I've got a FileSystemWatcher object setup to check for new files in a
folder. I've never done much with threading, but I think I mght need to here.
When I find a new file there are times when I need to do some time consuming
tasks. When this happens, as it is now, the FileSystemWatcher doesn't seem to
see all of the files if I move a large batch of files in the watch folder at
once. Could someone give me a push in the right direction? Thanks for any
help, I really appreciate it.

Thanks,
Nick
 
P

Peter Morris

public class FileProcessor
{
private object SyncRoot = new object();
private Queue<string> Queue = new Queue<string>;
private bool Terminated = false;

public FileProcessor()
{
var threadStart = new ThreadStart(Execute);
new Thread(threadStart).Start();
}

public void QueueFile(string fileName)
{
lock (SyncRoot)
{
Queue.Enqueue(fileName);
Monitor.Pulse(SyncRoot);
}
}

private void Execute()
{
while (!Terminated)
{
string fileName = null;
lock(SyncRoot)
{
if (Queue.Count > 0 && !Terminated)
fileName = Queue.Dequeue();
}

if (fileName != null)
ProcessFile(fileName);
else
Monitor.WaitFor(SyncRoot);
}
}

public void Terminate()
{
Terminated = true;
lock (SyncRoot)
{
Monitor.Pulse(SyncRoot);
}
}



}


Something like that anyway. Probably wont even compile, but you never know
your luck :)
 
P

Peter Morris

Hi Pete

Any chance you could explain a few things?
private object SyncRoot = new object();
private Queue<string> queue = new Queue<string>;

public FileProcessor()
{
new Thread(Execute).Start();
}

Yeah, I was tempted to do the same thread start but couldn't remember if I
needed ThreadStart or not, and I wasn't willing to start up VS :_)

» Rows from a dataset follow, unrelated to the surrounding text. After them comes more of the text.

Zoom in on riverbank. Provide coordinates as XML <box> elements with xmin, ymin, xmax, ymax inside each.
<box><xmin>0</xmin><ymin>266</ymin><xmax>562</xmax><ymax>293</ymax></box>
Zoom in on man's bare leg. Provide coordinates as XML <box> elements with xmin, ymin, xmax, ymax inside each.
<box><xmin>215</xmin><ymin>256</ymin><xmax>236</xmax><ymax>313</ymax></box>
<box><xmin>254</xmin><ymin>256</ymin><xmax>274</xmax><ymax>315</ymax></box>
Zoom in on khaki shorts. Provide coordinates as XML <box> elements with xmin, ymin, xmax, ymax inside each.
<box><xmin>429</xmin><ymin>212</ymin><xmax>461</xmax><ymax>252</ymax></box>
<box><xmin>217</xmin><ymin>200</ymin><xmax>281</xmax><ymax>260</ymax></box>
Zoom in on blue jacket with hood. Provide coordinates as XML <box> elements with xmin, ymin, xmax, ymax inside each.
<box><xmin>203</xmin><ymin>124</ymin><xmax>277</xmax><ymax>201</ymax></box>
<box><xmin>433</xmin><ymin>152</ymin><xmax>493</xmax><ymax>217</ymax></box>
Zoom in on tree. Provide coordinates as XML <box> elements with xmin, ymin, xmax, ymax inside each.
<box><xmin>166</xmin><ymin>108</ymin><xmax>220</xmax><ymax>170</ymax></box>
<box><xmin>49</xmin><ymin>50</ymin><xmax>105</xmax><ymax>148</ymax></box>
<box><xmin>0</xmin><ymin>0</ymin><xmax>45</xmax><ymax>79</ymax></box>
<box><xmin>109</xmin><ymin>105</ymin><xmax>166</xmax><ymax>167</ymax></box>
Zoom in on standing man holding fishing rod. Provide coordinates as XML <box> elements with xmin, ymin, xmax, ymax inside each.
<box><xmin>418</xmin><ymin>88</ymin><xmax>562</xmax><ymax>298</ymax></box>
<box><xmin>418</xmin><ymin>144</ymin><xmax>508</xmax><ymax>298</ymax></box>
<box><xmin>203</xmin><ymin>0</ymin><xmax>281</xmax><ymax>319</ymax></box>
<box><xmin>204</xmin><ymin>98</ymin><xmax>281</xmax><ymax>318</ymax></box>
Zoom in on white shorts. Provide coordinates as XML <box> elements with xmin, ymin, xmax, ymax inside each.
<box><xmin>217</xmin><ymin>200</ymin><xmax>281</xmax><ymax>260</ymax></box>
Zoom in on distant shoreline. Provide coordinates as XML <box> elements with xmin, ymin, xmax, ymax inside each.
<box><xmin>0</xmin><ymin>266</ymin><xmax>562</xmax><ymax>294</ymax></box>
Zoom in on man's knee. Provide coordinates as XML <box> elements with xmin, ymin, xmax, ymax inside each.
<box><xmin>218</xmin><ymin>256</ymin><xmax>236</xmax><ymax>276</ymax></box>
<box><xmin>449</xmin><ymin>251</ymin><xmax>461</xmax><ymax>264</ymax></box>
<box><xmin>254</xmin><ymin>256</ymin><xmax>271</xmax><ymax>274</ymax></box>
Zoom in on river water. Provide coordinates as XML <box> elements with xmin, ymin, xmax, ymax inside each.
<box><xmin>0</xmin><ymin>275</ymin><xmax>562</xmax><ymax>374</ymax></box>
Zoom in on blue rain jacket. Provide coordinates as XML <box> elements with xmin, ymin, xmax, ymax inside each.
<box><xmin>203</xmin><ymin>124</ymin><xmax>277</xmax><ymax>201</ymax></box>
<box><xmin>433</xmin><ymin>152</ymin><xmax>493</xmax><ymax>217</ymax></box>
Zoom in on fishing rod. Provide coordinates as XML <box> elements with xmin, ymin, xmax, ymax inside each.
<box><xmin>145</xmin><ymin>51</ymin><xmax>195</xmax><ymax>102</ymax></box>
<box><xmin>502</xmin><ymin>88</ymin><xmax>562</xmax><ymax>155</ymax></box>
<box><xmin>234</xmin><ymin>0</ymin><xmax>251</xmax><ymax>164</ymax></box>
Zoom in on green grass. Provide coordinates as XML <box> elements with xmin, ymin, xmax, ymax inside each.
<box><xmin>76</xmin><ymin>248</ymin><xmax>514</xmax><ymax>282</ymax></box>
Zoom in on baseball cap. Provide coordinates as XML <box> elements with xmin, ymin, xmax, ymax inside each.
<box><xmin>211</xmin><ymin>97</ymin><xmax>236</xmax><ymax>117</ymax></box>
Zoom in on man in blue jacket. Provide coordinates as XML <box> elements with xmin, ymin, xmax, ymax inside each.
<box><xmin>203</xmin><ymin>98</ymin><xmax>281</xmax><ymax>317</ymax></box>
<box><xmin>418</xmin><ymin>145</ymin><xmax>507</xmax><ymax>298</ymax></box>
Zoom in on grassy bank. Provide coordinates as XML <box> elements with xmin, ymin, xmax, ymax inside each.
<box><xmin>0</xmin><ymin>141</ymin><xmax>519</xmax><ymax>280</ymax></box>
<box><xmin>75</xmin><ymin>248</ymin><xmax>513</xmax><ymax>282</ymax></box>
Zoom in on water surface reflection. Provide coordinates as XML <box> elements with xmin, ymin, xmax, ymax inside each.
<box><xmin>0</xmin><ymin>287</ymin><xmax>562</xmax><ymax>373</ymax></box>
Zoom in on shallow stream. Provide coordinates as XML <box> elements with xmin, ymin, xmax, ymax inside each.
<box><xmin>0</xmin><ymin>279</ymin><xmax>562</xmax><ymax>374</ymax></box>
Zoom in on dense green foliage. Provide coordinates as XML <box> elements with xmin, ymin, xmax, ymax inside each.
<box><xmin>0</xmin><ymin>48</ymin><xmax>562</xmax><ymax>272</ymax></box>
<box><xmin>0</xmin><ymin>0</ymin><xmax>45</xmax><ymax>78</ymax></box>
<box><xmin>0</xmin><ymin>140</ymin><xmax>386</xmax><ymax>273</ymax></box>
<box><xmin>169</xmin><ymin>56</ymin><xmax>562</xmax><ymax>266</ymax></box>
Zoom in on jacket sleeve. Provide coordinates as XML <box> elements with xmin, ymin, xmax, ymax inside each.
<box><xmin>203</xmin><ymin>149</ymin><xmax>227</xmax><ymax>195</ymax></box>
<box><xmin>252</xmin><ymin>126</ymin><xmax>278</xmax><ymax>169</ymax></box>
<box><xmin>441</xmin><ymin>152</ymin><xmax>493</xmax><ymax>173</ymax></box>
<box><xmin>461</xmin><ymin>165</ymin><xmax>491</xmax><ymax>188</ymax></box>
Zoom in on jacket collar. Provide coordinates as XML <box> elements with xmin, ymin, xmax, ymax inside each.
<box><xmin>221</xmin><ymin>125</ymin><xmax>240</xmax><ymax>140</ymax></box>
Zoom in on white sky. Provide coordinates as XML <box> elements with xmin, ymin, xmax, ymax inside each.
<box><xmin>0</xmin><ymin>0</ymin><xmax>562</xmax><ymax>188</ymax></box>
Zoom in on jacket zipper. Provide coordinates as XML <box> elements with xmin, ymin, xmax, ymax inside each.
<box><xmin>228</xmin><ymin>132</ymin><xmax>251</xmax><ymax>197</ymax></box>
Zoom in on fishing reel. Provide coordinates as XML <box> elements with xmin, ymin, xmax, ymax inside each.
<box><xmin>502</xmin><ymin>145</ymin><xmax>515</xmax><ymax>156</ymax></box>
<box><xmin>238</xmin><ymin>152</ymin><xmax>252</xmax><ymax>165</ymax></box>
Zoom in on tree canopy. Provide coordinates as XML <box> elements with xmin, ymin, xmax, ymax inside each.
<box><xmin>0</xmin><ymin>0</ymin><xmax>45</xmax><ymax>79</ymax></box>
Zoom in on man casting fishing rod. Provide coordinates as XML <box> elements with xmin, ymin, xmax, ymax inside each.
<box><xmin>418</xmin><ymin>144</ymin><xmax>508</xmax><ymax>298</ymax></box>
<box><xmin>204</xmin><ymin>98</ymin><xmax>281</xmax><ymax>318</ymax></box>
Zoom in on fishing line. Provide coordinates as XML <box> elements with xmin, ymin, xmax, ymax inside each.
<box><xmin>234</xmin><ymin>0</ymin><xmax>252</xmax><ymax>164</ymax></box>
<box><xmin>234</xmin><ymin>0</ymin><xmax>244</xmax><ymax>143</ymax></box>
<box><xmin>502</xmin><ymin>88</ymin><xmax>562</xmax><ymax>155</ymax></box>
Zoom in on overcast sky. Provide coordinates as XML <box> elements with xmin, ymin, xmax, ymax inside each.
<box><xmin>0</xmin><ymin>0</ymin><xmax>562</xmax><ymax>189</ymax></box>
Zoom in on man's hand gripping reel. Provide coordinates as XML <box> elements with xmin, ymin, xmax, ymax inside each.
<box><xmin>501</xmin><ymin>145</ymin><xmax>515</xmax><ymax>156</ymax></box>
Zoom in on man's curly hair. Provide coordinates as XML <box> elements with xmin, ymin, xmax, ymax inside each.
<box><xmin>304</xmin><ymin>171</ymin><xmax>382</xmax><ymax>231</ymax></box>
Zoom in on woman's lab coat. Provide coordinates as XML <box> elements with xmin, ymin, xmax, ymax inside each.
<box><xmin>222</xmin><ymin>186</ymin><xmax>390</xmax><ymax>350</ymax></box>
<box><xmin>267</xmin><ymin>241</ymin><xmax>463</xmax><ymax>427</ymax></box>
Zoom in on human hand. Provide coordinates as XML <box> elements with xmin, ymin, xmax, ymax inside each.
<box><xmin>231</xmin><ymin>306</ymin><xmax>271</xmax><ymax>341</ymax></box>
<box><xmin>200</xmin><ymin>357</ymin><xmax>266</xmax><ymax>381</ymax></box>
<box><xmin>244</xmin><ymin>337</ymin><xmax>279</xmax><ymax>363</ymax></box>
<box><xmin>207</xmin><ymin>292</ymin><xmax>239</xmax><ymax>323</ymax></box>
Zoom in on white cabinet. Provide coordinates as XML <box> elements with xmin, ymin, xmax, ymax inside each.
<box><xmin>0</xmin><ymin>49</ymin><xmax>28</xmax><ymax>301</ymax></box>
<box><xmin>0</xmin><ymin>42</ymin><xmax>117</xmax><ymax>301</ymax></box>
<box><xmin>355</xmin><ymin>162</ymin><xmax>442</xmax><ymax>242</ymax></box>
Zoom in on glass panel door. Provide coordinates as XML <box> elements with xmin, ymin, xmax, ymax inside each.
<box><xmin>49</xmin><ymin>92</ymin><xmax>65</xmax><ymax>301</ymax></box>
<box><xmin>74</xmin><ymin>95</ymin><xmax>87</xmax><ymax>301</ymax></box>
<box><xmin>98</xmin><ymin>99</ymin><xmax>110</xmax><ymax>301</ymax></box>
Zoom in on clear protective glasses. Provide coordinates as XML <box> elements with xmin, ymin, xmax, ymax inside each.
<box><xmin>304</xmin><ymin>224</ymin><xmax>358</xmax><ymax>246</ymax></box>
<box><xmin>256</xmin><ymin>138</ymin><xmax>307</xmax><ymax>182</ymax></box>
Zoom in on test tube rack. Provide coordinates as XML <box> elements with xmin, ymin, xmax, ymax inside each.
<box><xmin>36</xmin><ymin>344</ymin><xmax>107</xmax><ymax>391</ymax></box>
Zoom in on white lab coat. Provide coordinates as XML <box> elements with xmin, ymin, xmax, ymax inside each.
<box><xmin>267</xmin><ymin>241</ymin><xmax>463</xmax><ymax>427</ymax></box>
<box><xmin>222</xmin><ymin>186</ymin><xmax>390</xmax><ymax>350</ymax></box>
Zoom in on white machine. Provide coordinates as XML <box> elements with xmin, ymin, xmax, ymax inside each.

public void QueueFile(string fileName)
{
if (fileName == null)
{
throw new ArgumentNullException("fileName");
}

hehe. You work too hard :) For newsgroups I just can't be bothered with
stuff like this, it's bad enough that I have to write it in my real code let
alone newsgroups. I suppose I should try to be a perfectionist in NG source
as well as my own, but at the end of the day I think the person reading has
the responsibility to learn some good techniques of their own rather than
responders being responsible for teaching them.
private void Execute()
{
lock (SyncRoot)
{
while (true)

This is where I am starting to disagree with you :)

{
if (queue.Count > 0)
{
string fileName = queue.Dequeue();

if (fileName == null)
{
break;

That's it, we are now officially in disagreement :) Why would you go for
such a vague way of terminating the thread rather than my crystal clear
"Terminated" member?

Other than the change to how I terminate the thread + the check for null I
don't see how yours is functionally different from mine, what were your
thoughts at the time of reading my source?
// Subscribe to the FileFound event to be able to process filenames
// registered with this class
public event Action<string> FileFound;

private void ProcessFile(string fileName)
{
Action<string> handler = FileFound;

if (handler != null)
{
handler(fileName);
}
}
}

I think I see now! You are showing him how to handle ProcessFile! There
was just no way I was going to bother :)

To the OP: I think the point of the above is that Pete M. is suggesting
that you don't do lengthy processing in your event handler(s) for the
FileSystemWatcher event(s), but rather just queue filenames to a separate
consumer class and let it handle things as it can. The above would allow
that.

Exactly. In my service that does something similar I have a class that
decides what to do with the file based on its location + extension. It goes
into one of three of these queues based on how long the operation takes

Fast - Typically moves the file elsewhere
Intermediate - Typically unzips a small file
Long - Generates a MySQL db and zips it

So that the long process doesn't hold up the stuff that should occur
immediately despite the fact that there is a long term operation in
progress.
FileSystemWatcher class to notice them all (it relies on a fixed-sized
buffer than if filled before additions can be processed will cause some
notifications to be lost).

Any idea what size this buffer is? For me there will be a maximum of 10
people connecting at once so I doubt I will need to be concerned, but it's
always interesting to know.
 
P

Peter Morris

Hi Pete

Why do you say it is vague? There's no ambiguity at all here.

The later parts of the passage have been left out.